CSS has all the essential elements needed to produce expansive, expressive string arrangements with a distinctive Hollywood flavour. The refreshingly uncluttered GUI and simple operation applies across the whole library — once you’ve learned how one preset works, you’ve learned them all.
A lot of thought has clearly gone into making CSS as versatile and easy to use as possible. CSS is decidedly geared towards melody and harmony. If you’re after spooky evolving clusters, swoops, sinister mutterings or other aleatoric effects, you’ll have to look elsewhere. Likewise, there are no pre-sampled performances of sforzandi, crescendi, decrescendi, swells or other such dynamic manoeuverings that may or may not fit your music in quite the way you’d hoped. However, that omission shouldn’t be a deal-breaker, and personally I think it’s a good thing, since all those effects are not only eminently possible with CSS, but they’re under your direct control — and you can sculpt and shape them to be exactly how you want. If Cinematic Samples can maintain this standard across the rest of the Studio series, they should earn themselves an enthusiastic and loyal following.

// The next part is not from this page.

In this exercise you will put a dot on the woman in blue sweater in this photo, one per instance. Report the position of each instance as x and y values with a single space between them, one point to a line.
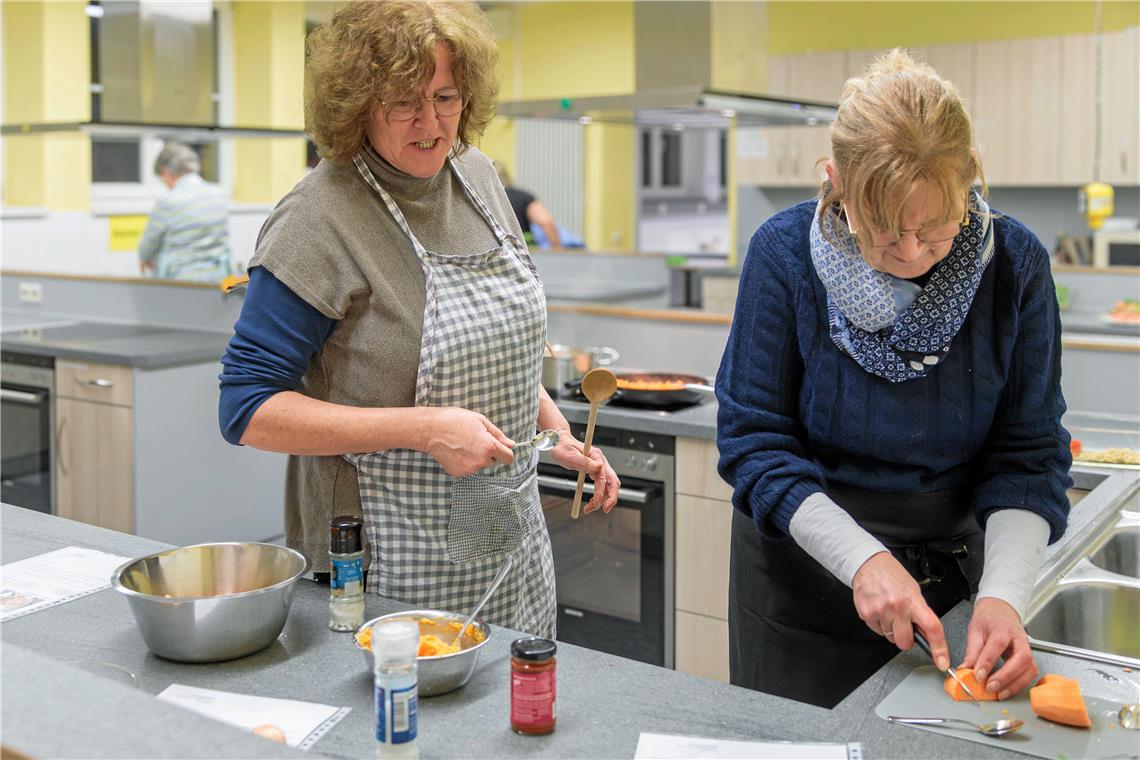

Cinematic Strings 2 enjoys a lush symphonic sound, easy operation similar to CSS, a unique method of performing fast runs, but covering slightly fewer articulations. NI Symphony Series String Ensemble includes aleatoric effects, an auto-divisi system and configurable section sizes. Cinesamples’ Cinestrings Core features polyphonic legato transitions, and has a sibling expansion library, Cinestrings Runs.
- Legato sustain, including legato repetition and portamento.
- Bartok snaps.
- Col legno.
- Trills (half and whole tone).
- Measured tremolo (tempo sync and free sync).
- Marcato/fast runs.
- Con sordino emulation (whole library).